Apart from these cases, police often hastily make public those people who are suspected of committing petty crimes and release their photos and details.
“Police are meant to enforce the law. This does not mean they are above the law,” said Raut, the assistant professor at the law campus. “Law enforcement officials must understand the fact that not every accused person is criminal until proven guilty and it’s the court that decides if anyone is indeed guilty of a crime.”
According to Raut, making public all the details of every suspect itself is an unlawful act.
Even during arrests, police often fail to abide by the due legal procedure, say experts.
There are two ways to make an arrest: a normal process and an urgent process, he said.
“In the normal process, police officers need to take permission from the court for an arrest while in an urgent condition, police can arrest the person first and seek permission from the court later to keep the suspect in custody for investigation,” said Raut. “But that does not mean police have to disseminate information to the media about the arrestees. They can wait until the investigation concludes.”
Section 17 of the Privacy Act, 2018 states under “Not to make the person under investigation public” that “until a chargesheet has been filed in the concerned body regarding the offence of which any person under investigation in accordance with the law has been accused, the authorised official shall not make him or her public in any manner.”

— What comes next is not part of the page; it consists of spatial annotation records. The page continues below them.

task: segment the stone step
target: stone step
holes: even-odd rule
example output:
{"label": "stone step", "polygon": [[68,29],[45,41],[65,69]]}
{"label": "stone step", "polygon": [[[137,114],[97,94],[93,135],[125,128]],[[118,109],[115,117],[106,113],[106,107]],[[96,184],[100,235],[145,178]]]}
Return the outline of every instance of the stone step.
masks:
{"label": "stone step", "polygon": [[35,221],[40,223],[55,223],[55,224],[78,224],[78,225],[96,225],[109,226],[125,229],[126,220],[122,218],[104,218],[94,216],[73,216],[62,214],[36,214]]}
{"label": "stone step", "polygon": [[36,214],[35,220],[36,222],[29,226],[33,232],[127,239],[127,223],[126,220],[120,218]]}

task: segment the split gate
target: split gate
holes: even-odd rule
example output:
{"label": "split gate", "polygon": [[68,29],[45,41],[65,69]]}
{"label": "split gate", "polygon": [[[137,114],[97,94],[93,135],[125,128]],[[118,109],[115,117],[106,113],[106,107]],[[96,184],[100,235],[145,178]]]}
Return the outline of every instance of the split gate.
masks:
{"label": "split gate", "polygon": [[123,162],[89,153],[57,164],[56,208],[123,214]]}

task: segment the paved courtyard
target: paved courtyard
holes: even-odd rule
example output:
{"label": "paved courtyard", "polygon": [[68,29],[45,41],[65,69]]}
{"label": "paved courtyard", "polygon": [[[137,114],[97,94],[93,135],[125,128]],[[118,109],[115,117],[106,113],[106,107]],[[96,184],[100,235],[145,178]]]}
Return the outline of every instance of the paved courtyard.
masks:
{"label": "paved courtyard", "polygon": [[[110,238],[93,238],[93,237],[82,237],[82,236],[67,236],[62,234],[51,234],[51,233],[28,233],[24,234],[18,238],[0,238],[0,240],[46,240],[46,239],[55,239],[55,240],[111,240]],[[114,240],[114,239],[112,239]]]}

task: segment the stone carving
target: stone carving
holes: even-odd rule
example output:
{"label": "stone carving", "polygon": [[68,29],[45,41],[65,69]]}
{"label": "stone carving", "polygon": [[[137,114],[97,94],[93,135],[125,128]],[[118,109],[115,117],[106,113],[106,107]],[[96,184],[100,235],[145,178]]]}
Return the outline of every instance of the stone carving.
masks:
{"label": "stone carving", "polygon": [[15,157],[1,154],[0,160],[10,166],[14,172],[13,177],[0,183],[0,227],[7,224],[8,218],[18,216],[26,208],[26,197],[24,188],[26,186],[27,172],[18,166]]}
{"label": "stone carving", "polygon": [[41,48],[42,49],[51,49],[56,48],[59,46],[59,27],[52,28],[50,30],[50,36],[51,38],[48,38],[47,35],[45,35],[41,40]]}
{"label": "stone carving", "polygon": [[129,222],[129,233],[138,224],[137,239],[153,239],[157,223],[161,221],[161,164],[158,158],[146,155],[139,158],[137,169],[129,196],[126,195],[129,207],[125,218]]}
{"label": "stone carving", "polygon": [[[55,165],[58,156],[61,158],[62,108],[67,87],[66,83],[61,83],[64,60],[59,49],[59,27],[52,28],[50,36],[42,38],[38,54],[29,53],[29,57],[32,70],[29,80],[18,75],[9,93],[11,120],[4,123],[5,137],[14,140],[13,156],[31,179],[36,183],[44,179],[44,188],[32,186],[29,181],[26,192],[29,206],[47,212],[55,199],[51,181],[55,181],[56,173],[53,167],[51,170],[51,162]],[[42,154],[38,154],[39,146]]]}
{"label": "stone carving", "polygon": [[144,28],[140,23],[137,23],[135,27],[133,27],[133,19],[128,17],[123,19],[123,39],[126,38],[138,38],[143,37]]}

It, however, does not bar the authorised official from “publishing the name of such accused person and details or information of the charge against him or her.”
Experts say more often than not, police officials tend to employ the disclaimer to make public the details of the accused even when that is not necessary. What is even more damaging is, according to them, that police officials tend to violate the presumption of innocence. Suspects are often presented as though they are guilty.
Senior Superintendent of Police Basanta Bahadur Kunwar, spokesperson for the Nepal Police said, police usually publish the names of the suspect once they find the involvement of the person in a particular crime.
“During investigation, only when police find enough evidence, do they publish personal information of the arrestee,” said Kunwar. “Even in the uranium case, police published the suspects to the media as they were trying to sell unprocessed uranium-238.”
According to advocate Tilak Parajuli, who specialises in criminal law, in this particular case, the police, however, bungled.
“If police catch someone red-handed with illegal items and the person cannot provide a valid reason for possessing it, it could be taken as substantial evidence and police can make public the information about the arrestee,” Parajuli told the Post. “In the uranium case, however, police hurriedly made the accused public without even confirming that the confiscated material actually was uranium-238.”